Un buon politico dovrebbe avere l’intelligenza di “capire” il paese in cui si trova. Noi non siamo in Gran Bretagna, in Germania, in Spagna, dove ci sono leader “civili” da ambo le parti e dove un uomo come Veltroni avrebbe “vita facile”. Noi siamo in Italia, il paese dei guelfi e dei ghibellini, il paese di Berlusconi, l’uomo che fa della polemica la sua ragion d’essere. Questo dato di fatto Veltroni non lo ha “voluto capire” e questa è una delle ragioni della sua sconfitta.

Veltroni ringrazia tutti tranne gruppo dirigente Pd

In conclusione del suo discorso Veltroni ha fatto una lunga serie di ringraziamenti che vanno dal presidente Giorgio Napolitano a Dario Franceschini per “la sua lealtà che è una virtù rara in un politico”. Veltroni ha ringraziato poi i capigruppo del Pd, ed ancora Goffredo Bettini, Walter Verini, tutti i suoi più stretti collaboratori sia quelli dell’ufficio stampa che addetti alla sicurezza. Ha infine ringraziato Gianfranco Fini, Renato Schifani e Gianni Letta che “sono stati interlocutori civili in questi mesi”. Da tutta la schiera di ringraziamenti manca però gran parte della ‘nomenklatura’ del Pd. Il segretario dimissionario non cita gran parte del gruppo dirigente del Pd.

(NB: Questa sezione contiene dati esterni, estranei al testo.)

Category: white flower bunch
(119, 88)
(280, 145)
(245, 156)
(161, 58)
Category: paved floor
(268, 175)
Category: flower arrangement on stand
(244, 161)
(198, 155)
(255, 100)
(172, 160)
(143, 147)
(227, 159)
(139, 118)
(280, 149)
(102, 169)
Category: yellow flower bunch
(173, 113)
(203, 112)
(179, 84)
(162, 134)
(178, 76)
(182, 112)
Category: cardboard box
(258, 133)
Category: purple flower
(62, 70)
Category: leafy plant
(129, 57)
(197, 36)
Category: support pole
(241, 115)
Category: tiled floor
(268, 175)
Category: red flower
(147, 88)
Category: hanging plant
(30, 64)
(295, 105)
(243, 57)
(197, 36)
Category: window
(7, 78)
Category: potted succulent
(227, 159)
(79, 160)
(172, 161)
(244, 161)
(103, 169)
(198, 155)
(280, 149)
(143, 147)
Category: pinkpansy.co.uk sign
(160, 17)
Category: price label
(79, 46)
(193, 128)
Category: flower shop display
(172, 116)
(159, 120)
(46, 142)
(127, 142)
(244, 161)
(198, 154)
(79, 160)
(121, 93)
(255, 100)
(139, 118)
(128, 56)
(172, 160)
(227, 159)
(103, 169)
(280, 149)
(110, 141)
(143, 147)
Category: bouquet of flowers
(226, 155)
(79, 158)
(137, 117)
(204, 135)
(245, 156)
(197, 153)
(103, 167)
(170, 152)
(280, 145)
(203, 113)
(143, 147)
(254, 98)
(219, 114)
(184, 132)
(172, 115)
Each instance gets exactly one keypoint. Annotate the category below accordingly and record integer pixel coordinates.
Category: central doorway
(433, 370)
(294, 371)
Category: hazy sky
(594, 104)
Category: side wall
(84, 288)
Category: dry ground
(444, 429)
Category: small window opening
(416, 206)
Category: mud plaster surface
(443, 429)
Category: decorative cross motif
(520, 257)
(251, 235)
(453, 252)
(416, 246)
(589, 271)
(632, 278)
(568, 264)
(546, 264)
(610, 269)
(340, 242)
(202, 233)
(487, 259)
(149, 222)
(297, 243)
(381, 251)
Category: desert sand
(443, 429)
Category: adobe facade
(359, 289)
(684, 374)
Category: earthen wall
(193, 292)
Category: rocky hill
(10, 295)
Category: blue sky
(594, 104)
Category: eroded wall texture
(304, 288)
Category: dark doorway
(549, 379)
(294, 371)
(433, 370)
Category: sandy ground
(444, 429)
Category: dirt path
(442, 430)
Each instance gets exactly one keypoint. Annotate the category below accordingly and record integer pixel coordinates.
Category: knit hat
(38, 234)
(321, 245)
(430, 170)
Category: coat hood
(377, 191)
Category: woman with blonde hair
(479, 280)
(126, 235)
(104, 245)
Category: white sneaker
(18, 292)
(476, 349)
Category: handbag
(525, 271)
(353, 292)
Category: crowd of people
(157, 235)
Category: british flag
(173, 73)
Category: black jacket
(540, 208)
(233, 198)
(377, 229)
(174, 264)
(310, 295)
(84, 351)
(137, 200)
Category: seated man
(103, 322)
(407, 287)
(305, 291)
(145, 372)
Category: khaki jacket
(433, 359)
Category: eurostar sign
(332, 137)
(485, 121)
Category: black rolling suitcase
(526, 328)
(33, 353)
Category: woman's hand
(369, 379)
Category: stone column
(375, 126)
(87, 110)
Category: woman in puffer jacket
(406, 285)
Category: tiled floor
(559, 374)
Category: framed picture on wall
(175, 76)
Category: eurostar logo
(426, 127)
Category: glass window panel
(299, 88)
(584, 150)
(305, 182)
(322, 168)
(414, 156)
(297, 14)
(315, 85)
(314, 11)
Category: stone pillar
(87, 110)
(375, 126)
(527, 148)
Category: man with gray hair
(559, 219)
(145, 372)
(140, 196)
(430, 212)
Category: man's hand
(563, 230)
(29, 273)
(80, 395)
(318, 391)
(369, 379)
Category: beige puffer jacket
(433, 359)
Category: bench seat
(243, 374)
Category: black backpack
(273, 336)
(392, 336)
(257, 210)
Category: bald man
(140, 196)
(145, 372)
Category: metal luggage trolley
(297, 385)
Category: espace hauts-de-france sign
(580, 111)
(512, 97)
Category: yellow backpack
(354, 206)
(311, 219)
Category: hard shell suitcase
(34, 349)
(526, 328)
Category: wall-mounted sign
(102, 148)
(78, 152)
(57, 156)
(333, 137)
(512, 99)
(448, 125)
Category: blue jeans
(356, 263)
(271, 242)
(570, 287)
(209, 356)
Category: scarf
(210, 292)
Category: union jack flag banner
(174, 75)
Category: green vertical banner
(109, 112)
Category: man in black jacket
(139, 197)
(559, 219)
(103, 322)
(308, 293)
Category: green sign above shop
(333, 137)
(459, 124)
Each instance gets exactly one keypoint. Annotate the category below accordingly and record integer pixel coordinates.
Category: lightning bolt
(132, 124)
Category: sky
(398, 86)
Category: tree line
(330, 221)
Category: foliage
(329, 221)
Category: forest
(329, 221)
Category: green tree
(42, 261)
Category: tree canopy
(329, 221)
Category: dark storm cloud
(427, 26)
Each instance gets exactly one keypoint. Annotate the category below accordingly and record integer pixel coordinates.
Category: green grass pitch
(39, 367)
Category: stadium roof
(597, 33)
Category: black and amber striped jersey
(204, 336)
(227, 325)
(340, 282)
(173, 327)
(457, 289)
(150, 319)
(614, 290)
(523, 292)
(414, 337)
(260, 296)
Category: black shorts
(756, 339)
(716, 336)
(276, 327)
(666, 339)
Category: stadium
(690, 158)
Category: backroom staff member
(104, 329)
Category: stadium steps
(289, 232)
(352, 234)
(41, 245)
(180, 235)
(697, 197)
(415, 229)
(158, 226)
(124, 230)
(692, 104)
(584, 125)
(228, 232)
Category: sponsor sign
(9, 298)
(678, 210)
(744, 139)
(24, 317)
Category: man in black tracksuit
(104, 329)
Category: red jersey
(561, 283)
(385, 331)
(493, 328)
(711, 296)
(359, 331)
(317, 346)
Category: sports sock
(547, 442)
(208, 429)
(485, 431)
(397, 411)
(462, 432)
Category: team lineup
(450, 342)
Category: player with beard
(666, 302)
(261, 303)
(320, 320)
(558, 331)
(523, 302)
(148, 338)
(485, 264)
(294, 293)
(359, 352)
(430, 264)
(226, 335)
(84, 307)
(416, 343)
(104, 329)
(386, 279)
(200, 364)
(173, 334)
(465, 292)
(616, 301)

Che molti abbiano remato contro il leader del PD non è una novità. Da D’Alema a Rutelli passando per Parisi, Bindi etc, ognuno per uno scopo diverso, ma si sa ..a Sinistra non ci sono Padroni. Sta di fatto che c’è bisogno di facce nuove, a me sembra invece di vedere sempre le stesse di facce.

Ad un certo punto del suo discorso riferendosi alla manifestazione del Circo Massimo del 25 ottobre Veltroni ha detto di essersi commosso nel vedere, in quella occasione, solo bandiere del PD, non piu vecchie sigle, ma un qualcosa di nuovo.

Caro Walter, le bandiere non fanno un partito. Un partito si basa su idee, valori, principi… per ora il PD, di condiviso, ha solo la bandiera e questo, credimi, è troppo poco.